There are only two reasons why the yokai descend from Mount Kurama to our village: war or women. In either case, they come for death. They come today.
My hands shake as I reach for the next jar. My solace and calm are hidden somewhere among the herb-filled containers that line the shelves of my shop. If I dig deep enough within them, keep looking between them, and continue mixing their contents, I might find some semblance of peace.
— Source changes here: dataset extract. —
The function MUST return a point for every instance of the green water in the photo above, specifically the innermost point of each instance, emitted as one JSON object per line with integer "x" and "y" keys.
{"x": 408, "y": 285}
There are two more poultices to make, one more sleeping draught, a strengthening potion, several healing salves...about five hours of work and only two hours to do it all.
If the Human Queen isn't found among the women of our village, war will befall us. War would lead to our demise under the might of the yokai. Finding her would fulfill the treaty and secure the safety of our people for another century. But if you are her, you might as well be dead.
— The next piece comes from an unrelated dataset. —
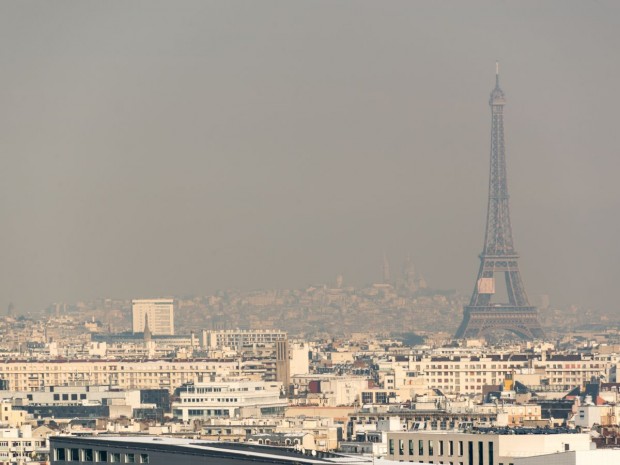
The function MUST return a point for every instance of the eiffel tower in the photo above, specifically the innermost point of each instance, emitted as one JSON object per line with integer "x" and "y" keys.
{"x": 481, "y": 316}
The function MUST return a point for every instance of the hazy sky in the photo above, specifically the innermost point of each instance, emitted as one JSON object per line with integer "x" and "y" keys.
{"x": 154, "y": 148}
It's the lack of the queen that has the whole village on edge, myself included.
The tinkling of the bell above the door to my shop steals my attention from the meditation of my work.
"I'm sorry, but I'm only open for emergencies to—" I still has I settle the heavy jar of dried valerian root on my counter. There's a familiar reflection on its surface—a man with light brown hair and doe eyes, carrying a large bag. I peer up quickly, affirming my suspicion. "Renji! What're you doing here so early?"
Renji stands in more traditional garb than he usually wears as a Keeper of Kurama. His dark kimono is freshly pressed and there isn't a trace of dirt anywhere. The Keepers of Kurama look after the temple and forest at the edge of our village, at the foot of Mount Kurama. They're the ones who traditionally deal with the yokai, and keep anyone in Sataka from accidently crossing the barrier and over into the demon world.
My work is quickly forgotten. I pop up the counter and step over to the other side. Renji drops the bag with a heavy thud on the planked floor and sweeps me up into his arms. The embrace goes on for a little longer than what is deemed appropriate for friends greeting each other.
His grip loosens, but he doesn't fully release me. His slack arms rest around my waist and I don't know what to do with my hands. Eventually, however, they settle on his shoulders. Though what I want to touch is his chest.
I want to kiss him.
I've wanted to kiss Renji for the last few months now, likely more. I knew it when he came with me on my excursion to find winter root deep in the frigid marshes. I knew when he told me that the lack of a Human Queen meant that Renji's duties as one of the Keepers would triple, preventing him from spending as much time with me.
I likely wanted to kiss him before I really even understood what kissing was—back when we were small children playing games in the woods at the start of our lifelong friendship. But realizing you have a want to kiss someone makes everything agonizing. If I still thought we were just friends, I could've kissed him several times on a dare, or a whim, or if he asked. I could have kept his company without my stomach doing flips.
But this wanting makes every moment between us unbearable. Especially because I can't kiss him. Doing so would be cruel...to both of us.
"Well, you've seen me now." I finally break away, smoothing out my smock. I'm at war with myself around him. Every second hurts. I want him to sweep me up in his arms again. But I can't want that. I know I can't deep down in my marrow. I don't have time for him; duty calls me. He's already too distracting as a friend. "I'm sure you're busy with the Keepers today, preparing for the arrival of the yokai delegation this evening. We can go out to the forest tomorrow."
Assuming there is a tomorrow...
"I want to take you this morning," he says in a tone I thought was reserved only for my dreams. "But I want to go farther than the forest."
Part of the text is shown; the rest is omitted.